27
Even later haalde haar vader een oor uit de grijze brij naar boven en hij
trok met geoefende vingers de haren uit het oor.
Intussen zat Mia zich voortdurend af te vragen wat haar vader nu toch aan
het maken was, daarom vroeg ze: "Pa wat bent u nu aan het maken?"

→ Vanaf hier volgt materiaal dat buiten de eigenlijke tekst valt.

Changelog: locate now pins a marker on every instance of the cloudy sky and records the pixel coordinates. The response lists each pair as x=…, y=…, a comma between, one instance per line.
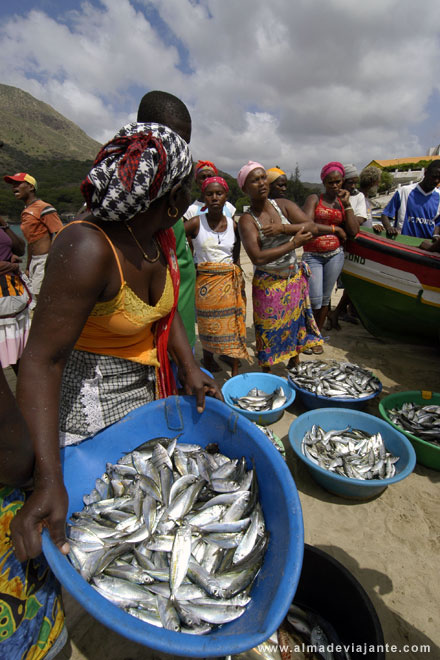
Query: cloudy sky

"O...!" zei haar vader. "Dat wordt zure zult. Eerst ga ik straks alles door
de gehaktmolen draaien en dan doe ik er wat kruiden en azijn bij. Daarna
roer ik alles goed doorelkaar en dan wordt het in de schaaltjes
gedaan."
Toen Mia dat hoorde, viel ze bijna van schrik van haar stoel af, want
opeens dacht ze:
"Een varken poetst zijn tanden toch nooit? Zit vaak met zijn neus in de
modder en heeft altijd een vieze snuit. Als hij verkouden is kan hij z'n
neus niet snuiten en zijn oren worden ook nooit gewassen. Bovendien zal
zo'n varken toch ook weleens oorsmeer in z'n oren hebben gehad? Mensen
hebben dat tenslotte soms ook."
Zo griezelde ze nog even verder. Ze rilde bij de gedachte dat ze ooit zure
zult zo lekker had gevonden.
|
28
Haar vader zag haar een vies gezicht trekken en zei: "Stel je niet zo
aan, er is niets vies aan zure zult. Mijn 'zure zult' is een
delicatesse...!" Ze kon zien dat hij meende wat hij zei.
Maar Mia zou haar hele verdere leven nooit meer zure zult eten.